Las Vegas firefighters forgo COLA again, make $4 million in concessions

Local union members expected to ratify contract meetings tonight and Thursday night

Click to enlarge photo

Elizabeth "Betsy" Fretwell

Click to enlarge photo

Bob Coffin

The Las Vegas City Council today ratified a new agreement with Las Vegas Firefighters Local 1285 that cuts a little more than $4 million from the budget and — for the third year in a row — will mean no cost-of-living increase for firefighters.

“It’s a fair deal and it’s good for both sides,” Dean Fletcher, the union’s president, said Wednesday following the city council’s unanimous decision to ratify the contract.

Fletcher said the 610 firefighters in the union are expected to ratify the vote at special meetings tonight and Thursday night, capping months of negotiations, which were actually at an impasse earlier this year.

However, they were able to avoid arbitration and reached an agreement, according to City Manager Betsy Fretwell.

“We feel very good about this agreement and we worked very hard to get to it,” Fretwell said. “What it does is it creates stability in the fire department budget.”

Under the key terms of the contract, city firefighters have agreed to have their medical benefits trimmed from $450 per pay period to $360 per pay period, plus receive those for 24 instead of 26 weeks, saving $1.4 million; plus having their uniform allowances reduced by $900,000.

Firefighters will also have to wait eight days after taking a sick leave day to be able to take any overtime pay. Previously they had to wait three days. That will save $520,000.

Starting firefighters will see their pay be reduced to $16.07 an hour, a 5 percent reduction. There will also be a 50 percent reduction in step increases on the firefighter salary schedule, resulting in a savings of $450,000.

Previously, paramedics were paid for filling out documentation paperwork, but that extra pay will end, saving $450,000 in the budget.

Fretwell said the agreement was reached, in part, to prevent a “brownout” schedule, in which certain units would be taken out of service because of budget concerns.

“We will use the savings from this agreement to be able to plumb back up that budget and to be able to provide the services that are necessary,” Fretwell said. However, she said that the fire chief will still be able to brown out some units as needed, at his discretion, to deliver services in the most efficient manner.

“It’s my hope that the savings from the contract will cover the service of the department,” she said.

Councilman Steve Wolfson asked if the service levels will be maintained at the same levels, even with the reduction.

Fretwell said the service would have been affected without the agreement.

“I think everybody has been struggling in their departments,” Fretwell said. “You can’t go through a 20 percent reduction over three years and not feel it.”

She said she hoped the new budget would help the department be able to hire some new firefighters and cut back on the work load faced by existing firefighters.

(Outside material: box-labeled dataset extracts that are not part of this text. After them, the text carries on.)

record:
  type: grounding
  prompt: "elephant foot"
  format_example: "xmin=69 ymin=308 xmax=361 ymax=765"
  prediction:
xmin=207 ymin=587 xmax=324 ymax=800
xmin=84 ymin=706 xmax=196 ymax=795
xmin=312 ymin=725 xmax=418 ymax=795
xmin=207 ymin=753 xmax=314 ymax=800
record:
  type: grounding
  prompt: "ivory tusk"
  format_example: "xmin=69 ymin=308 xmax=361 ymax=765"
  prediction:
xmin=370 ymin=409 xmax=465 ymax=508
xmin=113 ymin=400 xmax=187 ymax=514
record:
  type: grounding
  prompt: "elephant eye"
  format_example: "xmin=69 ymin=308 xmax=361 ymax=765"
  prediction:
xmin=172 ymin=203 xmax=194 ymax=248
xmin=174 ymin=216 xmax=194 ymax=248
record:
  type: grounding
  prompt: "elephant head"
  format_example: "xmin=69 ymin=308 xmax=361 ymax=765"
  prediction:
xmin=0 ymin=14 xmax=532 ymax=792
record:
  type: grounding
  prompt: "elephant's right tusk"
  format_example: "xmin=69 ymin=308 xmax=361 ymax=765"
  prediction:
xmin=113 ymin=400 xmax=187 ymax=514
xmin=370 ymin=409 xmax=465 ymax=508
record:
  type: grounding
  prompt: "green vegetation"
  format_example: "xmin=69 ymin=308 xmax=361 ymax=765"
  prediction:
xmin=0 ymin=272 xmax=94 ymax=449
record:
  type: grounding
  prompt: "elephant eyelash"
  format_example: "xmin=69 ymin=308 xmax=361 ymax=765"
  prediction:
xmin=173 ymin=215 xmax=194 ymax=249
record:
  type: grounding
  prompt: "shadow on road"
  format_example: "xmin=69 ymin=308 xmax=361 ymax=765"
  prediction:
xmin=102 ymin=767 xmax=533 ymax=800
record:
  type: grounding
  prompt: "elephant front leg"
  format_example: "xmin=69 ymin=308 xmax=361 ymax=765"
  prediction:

Councilman Bob Coffin said when he first decided to run for the council last year, he had heard stories about firefighters gaming the system and calling in sick and allowing other firefighters to take overtime and creating huge salaries. However, Coffin said he has found that the city’s fire department didn’t have the same problems along those lines that the Clark County Fire Department had.

“Our contract had already been written so that you could not have those abuses that we were seeing with the county firefighters, but all firefighters were being painted with the same brush,” Coffin said.

Las Vegas Fire Chief Mike Myers agreed with Coffin, saying they did a review of the sick leave/overtime situation for the city and “I was very satisfied, very happy, very proud of the way Las Vegas firefighters are handling their sick leave and their overtime.”